For some reason, there's always been somewhat of a stigma attached to filing for bankruptcy. People living in Middle Tennessee or anywhere else in the nation often hesitate to use this legal option for fear of what others might think, or that they'll appear as financial failures to loved ones. If you're one of these people, you might find it surprising to learn that many financial advisers believe people who file for bankruptcy often wind up more financially stable than those who don't.
Financial crises typically develop over time. Yes, sometimes an unexpected catastrophic event occurs (loss of a job, death of a loved one, etc.) that brings sudden, substantial debt upon unsuspecting families. These families are often completely unprepared to meet such exorbitant expenses. However, more often than not, serious financial debt accumulates over time, often just trying to make ends meet for the family.
Things to avoid when considering bankruptcy
If you've finally decided that filing for bankruptcy provides you with the most viable option to resolve your current money problems, get life back on track and head toward a financially stable future, there are some things to be aware of and steer clear of, as you prepare to navigate the system, including the following:
- It's usually a bad idea to make very large payments to a particular creditor if you plan on filing for bankruptcy. Instead, it's best to continue to make steady, monthly payments to all creditors, if possible. Otherwise, the court could wind up suing the creditor to whom you gave a larger payment than the rest (if you file for bankruptcy) for return of the money because it's considered a preferential payment.
- New expenditures are not typically a good idea, either. In fact, the court and trustee could accuse you of fraud.
- Full disclosure is the name of the game when filing for bankruptcy. Trying to hide assets or not providing complete information will cause you unnecessary trouble.
- If you're aware that you'll receive a large sum of money in the near future, it's wisest to hold off on filing for bankruptcy, and use the funds to pay off as much of your debt as you can.
You will have bankruptcy options
Several types of bankruptcy exist, and each carries different eligibility requirements that you must fulfill in order for the chance to have the court grant your request for debt relief.

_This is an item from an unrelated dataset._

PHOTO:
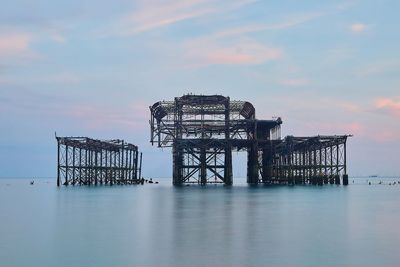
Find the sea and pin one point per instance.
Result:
(214, 225)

Much depends on your particular financial situation -- what assets you have, how much debt you have, along with other considerations. The best option for you may be the worst for another person in Tennessee.
A bankruptcy attorney can explain all aspects of the law regarding the topic, as well as review an individual case to help determine the available options and advise you which one best suits that person's immediate financial needs and future goals.